28.1.09

"Twenty primary feathers and the blue dome of the sky"


The idea of a genre of fiction called 'fantasy' has always appealed to me. It seems to suggest a kind of fiction with little or no basis in reality, where you can invent whatever worlds you want to, populate them with the strangest creatures you can conceive of and throw all the rules of the real world out of the window.

And yet the fantasy section of every bookshop is merely full of books about the same old dragons and knights - backwards-looking books that are obsessed with outdated notions of chivalry and social status. Well, bookshops be damned. After waiting for what seemed like forever for it to come out in paperback, I ordered the third in Steph Swainston's Fourlands novels - The Modern World - from Amazon, and, once again, I'm faced with the stark narrative power that comes from placing realistic characters in highly imaginative situations.

The Modern World opens with our dazzling anti-hero Jant - part of the Emperor's Circle of immortal paragons and the only man who can fly - in his strangest situation yet. That is: completely clean of drugs and in good health - bar a few post-traumatic flashbacks to the time he was eviscerated by giant insects. It doesn't last, of course. A new plan to rid the Fourlands of its pesky six legged monsters is being put into action, and Lightning, the Circle's archer and Jant's closest friend in every way except name, has lost touch with his teenage daughter in the grimy city where Jant first got hooked on his drug of choice.

The Modern World capitalises on the careful characterisation of the previous two books to deliver some shattering turns of plot and emotion. Giddy flights of imagination are fleshed out with down-to-earth realism; snappy dialogue provides keen observations on both the fantastic and the mundane. People we're familiar with from the first two books are shown in surprising new lights. Rayne, the Circle's doctor, is an unexpected new focus: immortalised in her old age, mild-mannered and open-minded, dedicated to advancing the cause of medicine even as other doctors dedicate themselves to stealing her place in the Circle.

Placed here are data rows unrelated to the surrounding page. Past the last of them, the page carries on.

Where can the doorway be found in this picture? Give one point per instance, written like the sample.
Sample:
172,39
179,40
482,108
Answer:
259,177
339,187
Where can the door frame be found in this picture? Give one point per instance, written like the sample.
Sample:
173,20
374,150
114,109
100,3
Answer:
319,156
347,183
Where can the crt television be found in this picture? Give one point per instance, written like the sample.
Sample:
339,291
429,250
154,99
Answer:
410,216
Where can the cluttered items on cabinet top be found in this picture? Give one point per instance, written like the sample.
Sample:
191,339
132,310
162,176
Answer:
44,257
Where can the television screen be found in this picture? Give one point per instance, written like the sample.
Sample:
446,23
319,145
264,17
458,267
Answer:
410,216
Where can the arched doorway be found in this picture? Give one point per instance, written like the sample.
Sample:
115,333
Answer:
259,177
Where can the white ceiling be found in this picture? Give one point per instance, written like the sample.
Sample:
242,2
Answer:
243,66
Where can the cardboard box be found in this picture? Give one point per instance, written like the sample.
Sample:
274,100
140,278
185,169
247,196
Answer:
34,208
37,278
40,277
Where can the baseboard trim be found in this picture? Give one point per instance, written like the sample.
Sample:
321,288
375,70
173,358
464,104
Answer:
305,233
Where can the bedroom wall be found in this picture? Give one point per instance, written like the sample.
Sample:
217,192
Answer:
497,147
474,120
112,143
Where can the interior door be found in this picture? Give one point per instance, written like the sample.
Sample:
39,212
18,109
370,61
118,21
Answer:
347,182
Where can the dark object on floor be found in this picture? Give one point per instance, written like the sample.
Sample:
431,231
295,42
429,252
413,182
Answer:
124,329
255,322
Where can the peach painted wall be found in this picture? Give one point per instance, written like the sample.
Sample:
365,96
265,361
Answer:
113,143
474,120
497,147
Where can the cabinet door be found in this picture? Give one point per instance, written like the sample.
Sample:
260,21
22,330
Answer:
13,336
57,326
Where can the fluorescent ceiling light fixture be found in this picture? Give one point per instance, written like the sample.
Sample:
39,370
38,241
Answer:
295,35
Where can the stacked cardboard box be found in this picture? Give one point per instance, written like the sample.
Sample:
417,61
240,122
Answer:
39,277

Events build up to a catastrophic climax, as you'd expect. But there's still a fair few chapters left, after things have wound down to a much more serene pace. At first I thought this was the result of an authorial miscalculation, a narrative misstep. But these last chapters calmly deliver probably the most profound and heartbreaking scenes so far in the series - in the process upending one of the Fourlands' most obvious assumptions, and bringing tears to my eyes.

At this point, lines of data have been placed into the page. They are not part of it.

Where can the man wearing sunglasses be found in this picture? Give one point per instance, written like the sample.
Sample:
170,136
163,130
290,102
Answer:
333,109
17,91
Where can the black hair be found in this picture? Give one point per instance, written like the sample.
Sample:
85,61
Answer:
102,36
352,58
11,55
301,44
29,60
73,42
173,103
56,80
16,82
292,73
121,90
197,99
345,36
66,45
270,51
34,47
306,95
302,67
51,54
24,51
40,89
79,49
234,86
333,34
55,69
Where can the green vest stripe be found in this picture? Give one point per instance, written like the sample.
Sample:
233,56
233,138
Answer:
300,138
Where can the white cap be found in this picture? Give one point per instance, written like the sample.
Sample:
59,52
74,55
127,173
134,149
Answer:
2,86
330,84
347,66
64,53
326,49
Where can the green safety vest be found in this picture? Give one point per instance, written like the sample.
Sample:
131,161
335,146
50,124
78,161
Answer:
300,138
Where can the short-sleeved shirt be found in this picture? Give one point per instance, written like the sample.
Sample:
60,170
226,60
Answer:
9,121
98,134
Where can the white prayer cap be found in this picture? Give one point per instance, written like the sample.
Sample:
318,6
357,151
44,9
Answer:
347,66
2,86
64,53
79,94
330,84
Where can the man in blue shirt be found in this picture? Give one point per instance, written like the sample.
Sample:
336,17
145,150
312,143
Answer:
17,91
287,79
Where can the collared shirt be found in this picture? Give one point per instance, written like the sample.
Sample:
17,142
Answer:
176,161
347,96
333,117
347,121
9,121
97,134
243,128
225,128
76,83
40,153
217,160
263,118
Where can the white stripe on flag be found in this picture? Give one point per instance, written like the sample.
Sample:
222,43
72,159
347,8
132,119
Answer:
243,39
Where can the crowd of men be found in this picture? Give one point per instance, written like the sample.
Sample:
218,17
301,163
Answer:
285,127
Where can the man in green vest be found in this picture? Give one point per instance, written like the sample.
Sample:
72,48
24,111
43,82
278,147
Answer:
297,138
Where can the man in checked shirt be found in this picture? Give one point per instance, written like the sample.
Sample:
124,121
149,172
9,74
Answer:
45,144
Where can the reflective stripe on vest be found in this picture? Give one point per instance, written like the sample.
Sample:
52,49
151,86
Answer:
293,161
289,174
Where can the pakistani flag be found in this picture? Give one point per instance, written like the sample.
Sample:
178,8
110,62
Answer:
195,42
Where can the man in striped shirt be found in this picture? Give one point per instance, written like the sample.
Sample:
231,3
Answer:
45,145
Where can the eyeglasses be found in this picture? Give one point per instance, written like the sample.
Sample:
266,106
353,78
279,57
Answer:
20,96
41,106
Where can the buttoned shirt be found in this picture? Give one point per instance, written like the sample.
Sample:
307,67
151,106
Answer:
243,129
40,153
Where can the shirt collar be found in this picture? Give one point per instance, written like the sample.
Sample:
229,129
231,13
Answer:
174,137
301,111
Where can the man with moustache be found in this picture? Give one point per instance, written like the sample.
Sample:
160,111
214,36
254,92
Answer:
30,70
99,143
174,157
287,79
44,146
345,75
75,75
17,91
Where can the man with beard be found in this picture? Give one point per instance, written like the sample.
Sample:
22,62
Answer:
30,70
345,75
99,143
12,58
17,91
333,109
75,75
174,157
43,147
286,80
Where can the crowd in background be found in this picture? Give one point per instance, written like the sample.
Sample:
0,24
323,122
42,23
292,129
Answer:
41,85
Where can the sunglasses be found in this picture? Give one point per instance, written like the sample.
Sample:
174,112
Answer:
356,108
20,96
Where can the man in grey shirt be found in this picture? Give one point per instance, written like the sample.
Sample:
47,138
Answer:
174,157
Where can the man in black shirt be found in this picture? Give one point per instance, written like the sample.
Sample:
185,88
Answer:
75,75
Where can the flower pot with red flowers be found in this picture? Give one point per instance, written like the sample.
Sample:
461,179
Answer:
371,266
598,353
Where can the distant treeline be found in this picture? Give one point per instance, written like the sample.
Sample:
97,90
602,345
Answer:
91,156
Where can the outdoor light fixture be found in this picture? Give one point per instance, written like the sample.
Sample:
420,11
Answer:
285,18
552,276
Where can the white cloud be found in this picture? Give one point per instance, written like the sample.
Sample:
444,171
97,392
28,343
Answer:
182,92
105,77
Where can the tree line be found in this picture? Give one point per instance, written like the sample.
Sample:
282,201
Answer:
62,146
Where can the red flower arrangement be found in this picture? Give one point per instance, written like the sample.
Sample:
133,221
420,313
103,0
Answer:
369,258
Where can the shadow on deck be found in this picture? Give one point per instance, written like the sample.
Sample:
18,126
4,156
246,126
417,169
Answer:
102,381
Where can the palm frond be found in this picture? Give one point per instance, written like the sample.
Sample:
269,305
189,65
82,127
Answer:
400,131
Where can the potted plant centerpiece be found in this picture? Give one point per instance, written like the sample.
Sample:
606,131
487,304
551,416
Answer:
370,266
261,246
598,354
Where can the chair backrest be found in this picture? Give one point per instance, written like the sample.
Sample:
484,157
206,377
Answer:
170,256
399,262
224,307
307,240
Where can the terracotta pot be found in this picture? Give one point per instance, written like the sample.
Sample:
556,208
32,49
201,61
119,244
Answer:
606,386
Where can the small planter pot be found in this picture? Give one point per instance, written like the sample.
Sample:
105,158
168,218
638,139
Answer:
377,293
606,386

I've enjoyed all three of Swainston's Fourlands books so far. If more people paid attention to them, they could herald a more sophisticated, self-aware and imaginative form of fantasy. These are books that flirt with our nostalgia for bygone eras and muse about when to let go. These are books that cast the human condition in a strange new light against surreal new backdrops. And if that doesn't appeal to you, these are also books where a winged junkie dukes it out with man-sized carnivorous bugs.

5 comments:

Zhoen said...

Have you read any Elizabeth Ann Scarborough? Yeah, she does dragons and witches, but always with a twist, often a dark one. And I love The Healer's War, which is Vietnam Era, and with just that touch of fantasy that turns it inside out.

Geosomin said...

Hm...I'm looking fo rthe "next read". I'll have to check this out.

George said...

Thanks, this sounds good; something like Harrison's Viriconium I wonder?

Anonymous said...

I have never thought about that aspect of the fantasy genre before. True dat.

Pacian said...

@Zhoen: Sounds like something I might like. I certainly don't think that Swainston is unique in writing interesting fantasy, but it just strikes me that she covers quite typical fantasy themes from a very atypical direction.

@Geo: You'd better. I'll checking up on you.

@George: It might well be, though I remember reading about Viriconium a while back and deciding that it didn't seem like my kind of thing.